Inverse discrete cosine transform

x = idct(y)
x = idct(y,n)

## Description

The inverse discrete cosine transform reconstructs a sequence from its discrete cosine transform (DCT) coefficients. The idct function is the inverse of the dct function.

x = idct(y) returns the inverse discrete cosine transform of y

$x\left(n\right)=\sum _{k=1}^{N}w\left(k\right)y\left(k\right)\mathrm{cos}\left(\frac{\pi \left(2n-1\right)\left(k-1\right)}{2N}\right)\text{ }n=1,2,\dots N$

where

$w\left(k\right)=\left\{\begin{array}{ll}\frac{1}{\sqrt{N}}\hfill & k=1\hfill \\ \sqrt{\frac{2}{N}}\hfill & 2\le k\le N\hfill \end{array}$

and N = length(x), which is the same as length(y).

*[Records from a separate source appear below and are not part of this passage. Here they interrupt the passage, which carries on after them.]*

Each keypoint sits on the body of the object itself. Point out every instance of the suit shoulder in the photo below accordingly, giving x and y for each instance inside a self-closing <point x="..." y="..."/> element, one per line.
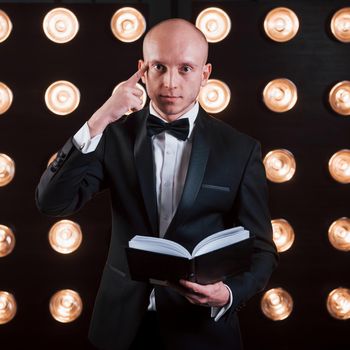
<point x="127" y="123"/>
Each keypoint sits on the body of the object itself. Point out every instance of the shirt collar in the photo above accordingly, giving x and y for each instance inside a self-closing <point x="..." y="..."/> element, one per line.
<point x="190" y="114"/>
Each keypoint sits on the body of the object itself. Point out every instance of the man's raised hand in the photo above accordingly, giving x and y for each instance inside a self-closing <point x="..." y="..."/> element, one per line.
<point x="126" y="97"/>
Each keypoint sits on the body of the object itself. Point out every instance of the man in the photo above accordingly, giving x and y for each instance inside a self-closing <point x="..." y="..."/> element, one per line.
<point x="183" y="184"/>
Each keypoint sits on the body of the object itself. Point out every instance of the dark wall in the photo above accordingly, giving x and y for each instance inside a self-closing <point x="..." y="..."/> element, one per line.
<point x="246" y="60"/>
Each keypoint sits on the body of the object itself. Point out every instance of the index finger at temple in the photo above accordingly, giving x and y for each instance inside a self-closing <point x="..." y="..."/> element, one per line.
<point x="137" y="76"/>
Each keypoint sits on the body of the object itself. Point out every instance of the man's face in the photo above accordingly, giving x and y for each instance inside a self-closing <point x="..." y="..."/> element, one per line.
<point x="176" y="71"/>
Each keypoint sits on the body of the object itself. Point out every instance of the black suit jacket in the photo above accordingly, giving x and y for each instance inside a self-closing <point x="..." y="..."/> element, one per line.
<point x="225" y="186"/>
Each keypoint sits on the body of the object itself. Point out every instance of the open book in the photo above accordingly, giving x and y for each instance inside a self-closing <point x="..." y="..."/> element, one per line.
<point x="216" y="257"/>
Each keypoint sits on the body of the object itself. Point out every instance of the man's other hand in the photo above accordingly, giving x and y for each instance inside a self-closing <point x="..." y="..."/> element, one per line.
<point x="213" y="295"/>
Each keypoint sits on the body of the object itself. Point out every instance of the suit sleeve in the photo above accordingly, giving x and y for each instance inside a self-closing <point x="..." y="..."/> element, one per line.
<point x="251" y="211"/>
<point x="71" y="180"/>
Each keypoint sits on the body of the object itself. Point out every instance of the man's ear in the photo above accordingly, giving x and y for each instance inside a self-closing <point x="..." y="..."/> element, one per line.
<point x="206" y="74"/>
<point x="139" y="65"/>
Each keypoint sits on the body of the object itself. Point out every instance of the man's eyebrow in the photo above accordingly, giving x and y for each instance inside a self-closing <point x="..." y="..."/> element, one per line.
<point x="189" y="63"/>
<point x="186" y="63"/>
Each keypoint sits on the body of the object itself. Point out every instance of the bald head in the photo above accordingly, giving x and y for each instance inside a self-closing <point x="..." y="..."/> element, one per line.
<point x="175" y="53"/>
<point x="176" y="32"/>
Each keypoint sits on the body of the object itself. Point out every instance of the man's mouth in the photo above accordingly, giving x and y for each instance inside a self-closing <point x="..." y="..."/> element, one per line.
<point x="169" y="97"/>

The series is indexed from n = 1 and k = 1 instead of the usual n = 0 and k = 0 because MATLAB® vectors run from 1 to N instead of from 0 to N-1.

x = idct(y,n) appends zeros or truncates the vector y to length n before transforming.

If y is a matrix, idct transforms its columns.

## References

[1] Jain, A.K., Fundamentals of Digital Image Processing, Prentice-Hall, 1989.

[2] Pennebaker, W.B., and J.L. Mitchell, JPEG Still Image Data Compression Standard, Van Nostrand Reinhold, 1993, Chapter 4.